I grew up with these kinds of library bindings.  Liked them back then and still do.  They are printed book cloth, using heavy library buckram.  Which means the cloth is very heavy and durable.

Basically what they did was this:  they'd print a design on a roll of book cloth leaving an unprinted strip between the designs.  That unprinted area could be the spine of the book.

These books were done in the 1960s for the King County Library and Seattle Public Libraries.  I bought them at a Friends book sale because I was so charmed by them.

Eventually they stopped using this type of cloth because it was easier to do them on non printed cloth.  Probably cheaper too.



But what I like about them is that the printing on them is to replicate quarter cloth bindings.  What???  How about a definition.  Quarter bindings have book cloth on the spine but not the corners.

Here is a quarter cloth binding I did of Ambrose Bierce's Devil's Dictionary.  If you haven't read it you should, but that's not the point here.  But really, you should read it.  The black in this picture is cloth and the reddish part is decorated paper.


Compare that with this and you can see what they were doing.  Clicking on the pictures enlarges them, which may help you see this better.


Half bindings have cloth or leather on the spine and corners with a decorated paper cover the rest of the cover boards.  You've all seen hundreds of them. Here is a half leather binding of a blank book, which I did at school as an example, thus no title on the spine. 


Obviously it would be impossible to do a half binding style on these library books because the size of the boards on books are always different so the corners would never line up correctly.  Why?
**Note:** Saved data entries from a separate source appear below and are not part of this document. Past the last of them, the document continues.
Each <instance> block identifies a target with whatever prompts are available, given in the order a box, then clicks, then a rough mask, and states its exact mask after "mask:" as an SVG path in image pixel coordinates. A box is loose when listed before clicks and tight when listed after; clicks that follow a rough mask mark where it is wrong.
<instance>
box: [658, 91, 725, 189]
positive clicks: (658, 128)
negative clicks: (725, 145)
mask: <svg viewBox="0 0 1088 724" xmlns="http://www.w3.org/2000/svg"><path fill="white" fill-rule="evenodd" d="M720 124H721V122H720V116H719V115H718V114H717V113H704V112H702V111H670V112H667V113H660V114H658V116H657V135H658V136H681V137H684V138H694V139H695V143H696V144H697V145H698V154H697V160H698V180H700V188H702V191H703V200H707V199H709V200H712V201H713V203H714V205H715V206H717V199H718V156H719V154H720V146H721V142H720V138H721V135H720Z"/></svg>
Because the corners would have to be pre-printed on the roll of cloth and to do that would require all books be the same size.  Which they aren't.

That makes me wonder how wide the book cloth was for these because both usually comes about a yard wide.  Were there two sets of patterns side by side on the cloth or were they just one really wide design?  

Here is another style.  It is more like a design binding!  There is no decoration on the back.  But notice the decorative line across the top and bottom of the spine.  Reminds me of when if something cost a bit more in time, effort, or money it was ok if it make it better or more attractive.  Or more fun.


I should also admit that I like how they feel in my hands, how the paper feels, how they smell.  Everything.  I can't hold one without thinking about walking down the hill to the Green Lake Library, a beautiful Carnegie library that smelled like knowledge.